When people think of glucosamine, they automatically think of joint health; however, new studies indicate there may be more to this supplement. Glucosamine benefits stretch well beyond what this natural compound provides for the health of your joints; recent research has shown that glucosamine can also have a positive effect on a variety of cognitive issues. Here is what you need to know about this compound and how taking a glucosamine supplement may benefit both joint health and cognitive function as you age.
What is Glucosamine?
Glucosamine is a natural sugar compound that is found in high concentrations in joints and in the fluid that surrounds cartilage, the tissues surrounding the joints. The human body relies on glucosamine to build and repair cartilage, the connective tissue that protects the bones by providing the right amount of padding.

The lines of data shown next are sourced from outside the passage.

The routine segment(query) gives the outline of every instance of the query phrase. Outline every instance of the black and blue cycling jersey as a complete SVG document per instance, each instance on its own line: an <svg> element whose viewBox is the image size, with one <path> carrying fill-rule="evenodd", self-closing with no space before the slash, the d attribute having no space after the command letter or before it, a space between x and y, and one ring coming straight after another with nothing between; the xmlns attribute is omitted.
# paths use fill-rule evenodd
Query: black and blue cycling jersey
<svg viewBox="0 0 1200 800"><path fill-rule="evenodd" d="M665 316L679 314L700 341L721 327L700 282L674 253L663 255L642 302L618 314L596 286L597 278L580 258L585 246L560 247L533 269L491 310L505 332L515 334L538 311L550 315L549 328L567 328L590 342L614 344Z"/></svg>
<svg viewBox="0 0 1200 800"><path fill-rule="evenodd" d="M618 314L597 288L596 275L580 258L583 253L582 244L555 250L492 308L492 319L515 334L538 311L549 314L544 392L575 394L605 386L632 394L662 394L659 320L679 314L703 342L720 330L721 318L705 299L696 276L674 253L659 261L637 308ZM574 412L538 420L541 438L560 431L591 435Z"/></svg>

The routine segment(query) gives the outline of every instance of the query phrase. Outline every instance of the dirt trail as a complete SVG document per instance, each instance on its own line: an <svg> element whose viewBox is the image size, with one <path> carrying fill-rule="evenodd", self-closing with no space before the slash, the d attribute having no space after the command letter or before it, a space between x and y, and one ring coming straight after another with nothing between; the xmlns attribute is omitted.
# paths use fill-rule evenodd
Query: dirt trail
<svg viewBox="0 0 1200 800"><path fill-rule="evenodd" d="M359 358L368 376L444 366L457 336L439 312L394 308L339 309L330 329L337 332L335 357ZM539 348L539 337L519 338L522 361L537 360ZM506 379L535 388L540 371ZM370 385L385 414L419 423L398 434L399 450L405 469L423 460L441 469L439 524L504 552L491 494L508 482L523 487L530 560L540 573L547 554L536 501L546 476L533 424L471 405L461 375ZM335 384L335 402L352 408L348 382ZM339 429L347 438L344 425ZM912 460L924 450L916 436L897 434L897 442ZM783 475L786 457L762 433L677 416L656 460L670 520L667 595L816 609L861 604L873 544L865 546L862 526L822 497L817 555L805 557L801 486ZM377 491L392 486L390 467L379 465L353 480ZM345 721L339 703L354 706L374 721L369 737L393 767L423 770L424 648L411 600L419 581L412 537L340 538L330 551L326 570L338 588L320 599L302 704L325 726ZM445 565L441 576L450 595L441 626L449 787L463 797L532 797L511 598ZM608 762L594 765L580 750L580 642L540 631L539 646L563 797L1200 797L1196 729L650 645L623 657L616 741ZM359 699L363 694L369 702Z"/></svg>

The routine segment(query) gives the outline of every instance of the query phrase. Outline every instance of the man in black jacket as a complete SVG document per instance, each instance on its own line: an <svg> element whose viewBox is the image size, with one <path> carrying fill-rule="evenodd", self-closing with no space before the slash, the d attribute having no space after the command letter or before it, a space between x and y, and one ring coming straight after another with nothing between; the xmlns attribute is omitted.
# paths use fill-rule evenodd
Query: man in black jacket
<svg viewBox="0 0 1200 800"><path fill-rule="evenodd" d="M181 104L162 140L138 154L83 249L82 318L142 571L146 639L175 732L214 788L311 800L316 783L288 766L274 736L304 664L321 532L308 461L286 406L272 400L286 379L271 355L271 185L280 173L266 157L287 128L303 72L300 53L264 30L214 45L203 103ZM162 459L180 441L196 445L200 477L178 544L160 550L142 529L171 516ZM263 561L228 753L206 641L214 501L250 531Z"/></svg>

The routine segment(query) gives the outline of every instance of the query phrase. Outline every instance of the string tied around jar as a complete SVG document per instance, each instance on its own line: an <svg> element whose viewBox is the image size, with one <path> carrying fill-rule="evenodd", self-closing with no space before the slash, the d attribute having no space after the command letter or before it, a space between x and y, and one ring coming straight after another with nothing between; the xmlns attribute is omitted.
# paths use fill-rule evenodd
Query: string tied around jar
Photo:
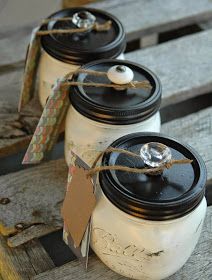
<svg viewBox="0 0 212 280"><path fill-rule="evenodd" d="M122 153L128 156L141 158L145 164L145 167L136 168L123 165L97 166L99 160L108 153ZM192 162L193 160L188 158L172 159L170 149L166 145L157 142L150 142L143 145L141 147L140 154L136 154L125 149L109 147L106 150L100 152L96 157L91 169L87 171L87 177L92 177L93 175L106 170L117 170L156 176L161 175L165 169L169 169L173 165L189 164Z"/></svg>

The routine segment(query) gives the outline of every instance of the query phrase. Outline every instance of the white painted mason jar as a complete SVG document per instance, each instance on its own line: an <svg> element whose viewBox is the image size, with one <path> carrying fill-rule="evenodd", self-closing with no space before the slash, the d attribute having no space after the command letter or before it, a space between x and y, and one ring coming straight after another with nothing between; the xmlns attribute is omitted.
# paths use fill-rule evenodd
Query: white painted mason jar
<svg viewBox="0 0 212 280"><path fill-rule="evenodd" d="M127 73L130 71L131 79L147 80L151 88L117 90L107 87L70 87L71 106L65 124L65 158L68 165L72 163L72 150L91 165L99 151L123 135L160 131L162 89L153 72L142 65L114 59L93 61L83 68L112 73L112 76L108 76L112 80L119 79L122 75L124 79L128 79L128 74L125 77L125 70ZM111 69L115 72L111 72ZM74 80L111 84L109 78L80 73Z"/></svg>
<svg viewBox="0 0 212 280"><path fill-rule="evenodd" d="M156 150L155 142L166 145L168 154L167 147ZM123 276L164 279L185 264L200 236L207 207L205 164L191 147L156 133L129 134L111 146L141 150L143 157L113 152L104 155L102 166L156 167L170 159L170 151L174 159L193 160L160 175L109 170L97 180L91 221L96 255Z"/></svg>
<svg viewBox="0 0 212 280"><path fill-rule="evenodd" d="M71 17L72 20L57 21L57 18ZM69 8L52 14L55 18L43 26L43 30L81 28L95 22L111 21L108 31L86 33L51 34L42 36L42 54L39 63L39 99L44 107L51 89L58 78L81 65L101 58L123 58L126 46L125 31L121 22L113 15L90 8Z"/></svg>

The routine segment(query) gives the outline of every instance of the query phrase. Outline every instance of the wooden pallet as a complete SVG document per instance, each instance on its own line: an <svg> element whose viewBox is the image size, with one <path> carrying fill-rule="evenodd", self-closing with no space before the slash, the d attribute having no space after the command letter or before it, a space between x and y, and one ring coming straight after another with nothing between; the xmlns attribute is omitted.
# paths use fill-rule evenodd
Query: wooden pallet
<svg viewBox="0 0 212 280"><path fill-rule="evenodd" d="M123 0L121 5L118 0L107 0L91 6L103 8L120 18L127 30L129 42L141 37L145 39L145 36L146 39L151 39L151 36L154 39L155 34L157 36L164 31L212 18L210 0ZM8 158L16 159L15 154L26 148L41 114L37 100L21 116L17 113L23 61L32 26L28 24L21 29L10 28L4 31L0 28L2 166ZM126 58L146 65L160 77L163 84L162 111L166 113L187 106L189 102L194 104L200 98L208 98L209 95L205 94L212 91L211 46L212 30L209 28L204 32L127 53ZM201 154L206 162L210 182L212 107L209 107L210 104L206 106L208 108L184 117L179 110L177 116L180 118L163 124L162 132L187 142ZM0 205L0 232L4 235L0 236L0 280L124 279L110 271L95 256L90 257L87 273L78 261L55 267L41 245L39 237L62 227L60 207L64 198L66 175L64 159L59 159L0 177L0 196L10 199L9 204ZM191 275L193 280L211 278L211 213L212 206L208 207L204 230L192 257L169 280L191 279ZM18 232L17 224L30 226Z"/></svg>

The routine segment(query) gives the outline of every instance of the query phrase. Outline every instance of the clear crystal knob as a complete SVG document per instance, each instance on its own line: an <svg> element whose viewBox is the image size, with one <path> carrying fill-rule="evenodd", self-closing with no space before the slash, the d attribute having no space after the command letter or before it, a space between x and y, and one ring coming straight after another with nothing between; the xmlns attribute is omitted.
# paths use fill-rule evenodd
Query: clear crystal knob
<svg viewBox="0 0 212 280"><path fill-rule="evenodd" d="M149 142L141 147L140 156L149 167L160 167L171 161L171 150L164 144Z"/></svg>
<svg viewBox="0 0 212 280"><path fill-rule="evenodd" d="M75 13L72 17L72 22L78 28L92 28L96 21L96 17L87 11Z"/></svg>
<svg viewBox="0 0 212 280"><path fill-rule="evenodd" d="M132 82L134 74L133 71L125 65L115 65L109 68L107 77L114 84L124 85Z"/></svg>

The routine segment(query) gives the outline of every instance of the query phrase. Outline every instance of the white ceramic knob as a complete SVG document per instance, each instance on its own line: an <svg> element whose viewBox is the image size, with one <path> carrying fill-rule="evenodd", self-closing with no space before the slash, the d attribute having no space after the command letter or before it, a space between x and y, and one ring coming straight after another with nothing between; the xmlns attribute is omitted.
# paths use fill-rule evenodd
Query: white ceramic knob
<svg viewBox="0 0 212 280"><path fill-rule="evenodd" d="M115 65L107 72L108 79L117 85L124 85L132 82L133 71L125 65Z"/></svg>

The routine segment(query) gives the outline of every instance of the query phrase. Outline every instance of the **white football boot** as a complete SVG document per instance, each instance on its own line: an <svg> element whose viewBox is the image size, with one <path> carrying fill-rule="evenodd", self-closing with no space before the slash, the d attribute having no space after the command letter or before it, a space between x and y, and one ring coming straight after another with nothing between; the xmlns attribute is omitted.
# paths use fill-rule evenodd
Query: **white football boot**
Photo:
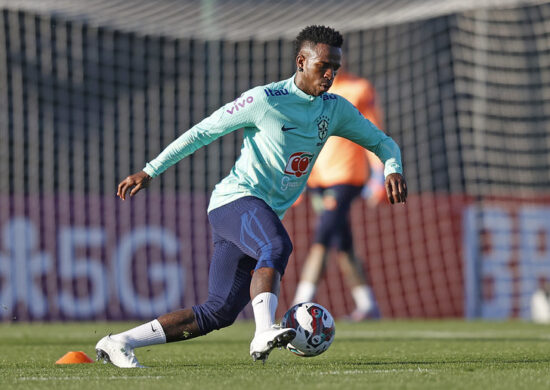
<svg viewBox="0 0 550 390"><path fill-rule="evenodd" d="M250 343L250 356L254 361L261 360L265 363L273 349L286 347L288 343L294 340L294 337L296 337L294 329L273 325L271 329L254 336Z"/></svg>
<svg viewBox="0 0 550 390"><path fill-rule="evenodd" d="M127 344L113 340L111 335L103 337L95 346L97 360L103 363L112 363L121 368L144 368L139 364L134 349Z"/></svg>

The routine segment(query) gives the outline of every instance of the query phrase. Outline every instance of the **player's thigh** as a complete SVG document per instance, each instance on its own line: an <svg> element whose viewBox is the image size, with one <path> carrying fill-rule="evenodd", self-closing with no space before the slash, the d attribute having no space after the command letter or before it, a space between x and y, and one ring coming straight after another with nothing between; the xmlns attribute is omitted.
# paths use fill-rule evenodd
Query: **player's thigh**
<svg viewBox="0 0 550 390"><path fill-rule="evenodd" d="M349 241L351 203L360 193L361 187L351 185L335 185L324 189L325 207L317 222L315 242L340 247L341 242Z"/></svg>
<svg viewBox="0 0 550 390"><path fill-rule="evenodd" d="M208 214L213 231L256 259L290 255L290 237L275 212L261 199L244 197Z"/></svg>
<svg viewBox="0 0 550 390"><path fill-rule="evenodd" d="M330 193L335 199L335 211L340 216L349 213L351 204L361 194L362 187L348 184L335 185L330 188Z"/></svg>

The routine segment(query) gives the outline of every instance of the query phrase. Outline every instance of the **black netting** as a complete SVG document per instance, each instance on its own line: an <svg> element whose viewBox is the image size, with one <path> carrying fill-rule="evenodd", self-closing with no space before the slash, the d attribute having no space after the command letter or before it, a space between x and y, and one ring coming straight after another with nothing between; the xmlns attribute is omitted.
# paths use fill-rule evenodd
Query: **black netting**
<svg viewBox="0 0 550 390"><path fill-rule="evenodd" d="M549 16L542 3L346 34L348 67L378 91L411 194L406 212L362 204L354 214L384 315L486 315L485 302L528 316L525 297L550 276L517 271L533 245L537 259L550 253L540 219L550 189ZM130 205L115 200L116 185L223 103L294 68L289 39L176 39L2 10L3 318L148 317L204 299L206 206L240 153L241 132L181 161ZM542 211L525 213L531 206ZM511 274L484 268L501 236L483 237L502 213ZM283 303L312 214L298 208L285 223L296 250ZM499 280L514 287L493 288ZM327 281L332 292L341 287ZM338 315L350 306L341 292L320 299Z"/></svg>

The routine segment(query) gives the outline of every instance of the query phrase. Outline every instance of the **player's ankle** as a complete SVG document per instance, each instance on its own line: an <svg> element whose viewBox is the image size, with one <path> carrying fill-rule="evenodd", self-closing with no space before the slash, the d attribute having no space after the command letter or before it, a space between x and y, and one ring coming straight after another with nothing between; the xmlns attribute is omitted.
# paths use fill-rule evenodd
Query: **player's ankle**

Cartilage begins to deteriorate as the body ages just as the natural levels of glucosamine begin to fall over time. This breakdown of cartilage may lead to inflammation and pain. However, taking a glucosamine supplement has been shown to slow down the natural deterioration of cartilage, protecting bones in the process.
Glucosamine Benefits
There is a wide body of research examining the benefits of glucosamine on joint health. Because this compound has been demonstrated to decrease the rate at which cartilage breaks down, the primary use of the supplement has been to soothe minor joint pain in people with osteoarthritis. The joint degeneration associated with this condition can cause great pain for many sufferers. This makes glucosamine an important supplement for many people with osteoarthritis, regardless of whether the pain is located in the knees, hip, spine or elsewhere.
Glucosamine supplementation has also been shown to help to treat certain symptoms associated with rheumatoid arthritis. While there is not a significant reduction in the inflammation associated with this medical issue, glucosamine has been demonstrated to be instrumental in assuaging minor pain related to rheumatoid arthritis.
Because of these widely regarded benefits, it is also not surprising to learn that glucosamine is often used as a way to improve knee mobility after surgery or when rehabilitating from a sports injury.
In addition to joint health concerns, some studies have reported that the use of glucosamine may help to suppress the issues that trigger irritable bowel disease in some individuals. Lastly, glucosamine may also mitigate the body’s immune response in cases of multiple sclerosis.
Glucosamine and Cognitive Health
Until recently, the primary benefits of glucosamine have centered around the treatment of ailments related to joint conditions. However, emerging research has shown how this popular supplement may also provide benefits to the brain and cognitive function.
A study out of the University of Kentucky sheds light on how the brain serves as a major reservoir for glucosamine. The findings indicate that glucosamine is a primary component of brain glycogen. Discovering that brain glycogen is comprised of 25 percebt glucosamine has led researchers to wonder if this supplement could be a powerful tool in the fight against cognitive-related health issues.
In limited studies, there is also evidence that glucosamine is able to easily penetrate the blood-brain barrier. As it penetrates this barrier, the presence of the compound has been shown to potentially have a positive effect on an individual’s ability to complete various cognitive functions, such as boosting spatial memory and improving reaction time.
Because of these findings, some medical professionals hypothesize that glucosamine may be a key component in treating cognitive-related health issues in the future. This offers hope to people suffering from neurological diseases such as epilepsy and dementia.
How to Boost Your Intake of Glucosamine
It is nearly impossible to boost your intake of glucosamine without the use of supplements. This is because there are no natural food sources of this compound; it is primarily found in the shells of shellfish, such as shrimp, lobster and crab. Because this compound is not widely found in food, it is important to seek it out in supplement form if you want to enjoy the many benefits.
There are various forms of glucosamine supplements to choose from. The most common types are glucosamine sulfate, glucosamine hydrochloride and N-acetyl glucosamine. It is important to note that there is not any specific research surrounding the use of N-acetyl glucosamine when it comes to treating joint issues. These types of supplements are not to be used interchangeably, making it important that you are taking the right kind of glucosamine for your specific health needs. While most people take glucosamine supplements as a caplet or tablet, it is also available as an injection.
While the body of research regarding the use of glucosamine is fairly new, it is clear that this supplement shows much promise for a variety of health conditions. It is worth your time to look into how this supplement can provide a host of health benefits as you age, both physically and cognitively.